No sleep ‘Til burg

Hoe lang is het al wel niet geleden dat ik iets heb geschreven op dit blog? Een klein jaartje of zo. Oké, ik schreef nog één klein blogje op Kennisnet Jeugd, de kennis-delen-site van het Nederlands Jeugdinstituut. Op verzoek. Maar daar bleef het dan ook bij. Ik was even helemaal klaar met bloggen, had geen nieuwe stof tot schrijven meer.  Radiostilte dus.

Tot nu dan. Want wat gebeurde er? Het Nederlands Jeugdinstituut en R-newt, het Tilburgse jongerenwerk zeg maar, organiseerde een bijeenkomst over  jongerenwerk. Met als onderwerpen: Wat is de rol en positie van het jongerenwerk in relatie tot de transities? Kan het jongerenwerk zich staande houden in de wijken nu ineens de hele zorgsector een run richting de wijken maakt? Waarin onderscheid het jongerenwerk zich van de netwerkpartners en waarom en hoe werk je samen? En daar moest ik natuurlijk bij zijn. De bijeenkomsten over jongerenwerk zijn immers toch al niet dik gezaaid en ik was eigenlijk wel benieuwd hoe de verschillende jongerenwerk organisaties in het land hadden voorgesorteerd op de transities.

1-300x119Dus ging ik op weg naar jongerencentrum V39 van R-newt in Tilburg, direct tegenover poppodium 013 gelegen (wat hebben die Tilburgers toch met hun getallen als namen voor gebouwen?).

Die van die blogjes

En toen gebeurde het. Ik arriveerde en stelde me voor aan mensen van het NJI, aan mensen van R-newt en aan andere deelnemers. En van velen kreeg ik dezelfde reactie bij het noemen van mijn naam: “Zeg, ben jij niet die van die blogjes?”.

Jesusmina, iedereen begon de hele dag tegen mij maar over die blogjes. Alsof ik zo’n actieve blogger ben. Ik had, zoals gezegd, al bijna een jaar niets meer geschreven. Hmmm, moet ik dan misschien toch maar weer iets gaan doen met die blog, als ze blijkbaar zo goed gelezen werden door collega jongerenwerkers?

Nou, even later zat ik in groepjes, subgroepjes, plenaire groepen en bilateraal (verschrikkelijk al die bobo termen) te discussiëren over jongerenwerk. Individueel jongerenwerk: ja of nee? Doorgeleiden naar hulpverlening of zelf doen? Is een jongerenwerker een hulpverlener of niet?
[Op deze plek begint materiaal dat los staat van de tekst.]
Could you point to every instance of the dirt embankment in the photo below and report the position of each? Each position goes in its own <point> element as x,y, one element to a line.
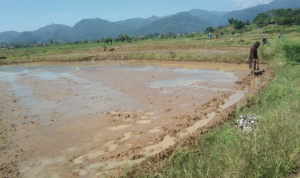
<point>84,132</point>
<point>255,84</point>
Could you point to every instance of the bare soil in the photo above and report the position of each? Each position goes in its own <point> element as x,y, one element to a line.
<point>92,119</point>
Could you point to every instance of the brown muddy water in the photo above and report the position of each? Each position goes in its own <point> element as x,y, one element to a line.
<point>87,119</point>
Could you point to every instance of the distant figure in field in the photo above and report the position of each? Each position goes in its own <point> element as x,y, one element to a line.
<point>253,58</point>
<point>265,41</point>
<point>281,35</point>
<point>209,35</point>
De eeuwige ‘geen hulpverleners’-mantra

Vooral die laatste vraag triggert mij altijd enorm. Nou, niet zozeer die vraag, maar wel het antwoord dat ik bijna altijd van mensen uit onze beroepssector hoor: “Nee, een jongerenwerker is geen hulpverlener”. Meestal gevolgd door argumenten zoals: blijf bij je leest. Doe waar je goed in bent en dat is niet in hulpverlenen. Jongerenwerkers zijn wel goed in positieve benadering van jeugd, de jongere centraal stellen, present werken, signaleren, activeren, talenten blootleggen, enz. Maar NIET in hulpverlenen! De jongerenwerker is geen hulpverlener, klinkt het vaak als een soort mantra door de zaal.
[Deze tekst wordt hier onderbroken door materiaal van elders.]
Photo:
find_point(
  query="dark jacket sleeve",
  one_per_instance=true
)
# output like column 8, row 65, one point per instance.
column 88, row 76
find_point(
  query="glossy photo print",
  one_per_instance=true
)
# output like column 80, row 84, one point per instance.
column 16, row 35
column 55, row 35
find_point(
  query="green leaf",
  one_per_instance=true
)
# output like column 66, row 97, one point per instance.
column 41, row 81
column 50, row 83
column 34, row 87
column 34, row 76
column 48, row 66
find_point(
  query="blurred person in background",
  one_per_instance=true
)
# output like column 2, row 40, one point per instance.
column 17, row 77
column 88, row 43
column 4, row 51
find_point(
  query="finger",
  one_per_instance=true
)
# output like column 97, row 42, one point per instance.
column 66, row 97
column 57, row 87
Iedereen is het altijd eens met die uitspraak. De gemeenten zijn het daar mee eens, want dan kunnen ze het maatschappelijk veld lekker indelen in hulpverlenende en zorginstellingen enerzijds en preventieve instellingen aan de andere kant. Dat ziet er wel zo overzichtelijk uit in een schema op een powerpointdia. Hulpverleningsinstellingen zijn het daar mee eens, want die moeten er niet aan denken dat het jongerenwerk zich zou begeven op het hulpverleningsterrein. En ook het overgrote deel van de jongerenwerkers is het er mee eens.

Aliëns & vice versa

Behalve ik. Ik ben het er niet mee eens. Een jongerenwerker kan echt wel hulpverlener zijn. Vaak zullen jongerenwerkers dit ook wel moeten doen uit noodzaak, omdat, als zij een jongere hebben doorgesluisd naar de hulpverlening, ze vaak moeten toezien hoe het hopeloos fout gaat. Een jongere uit de straatcultuur is voor de gemiddelde hulpverlener (die werkt met een gemiddelde methode die prima werkt bij veel gemiddelde cliënten) namelijk een soort van buitenaards wezen wiens handleiding kwijt geraakt is. Ze weten niet wat ze aan moeten met zo’n gast. En andersom: een jongere weet vaak niet wat hij aan moet met een hulpverlener, want die hulpverlener is voor de jongere ook een buitenaards wezen. De straatcultuur van de jongeren en de bureaucratische cultuur van de hulpverlener clashen enorm. En dat ziet de jongerenwerker dan ook vaak met lede ogen aan. Waarom gaat een jongerenwerker dan niet zelf die hulpverlening doen? Voor hem is een jongere géén buitenaards wezen en vice versa.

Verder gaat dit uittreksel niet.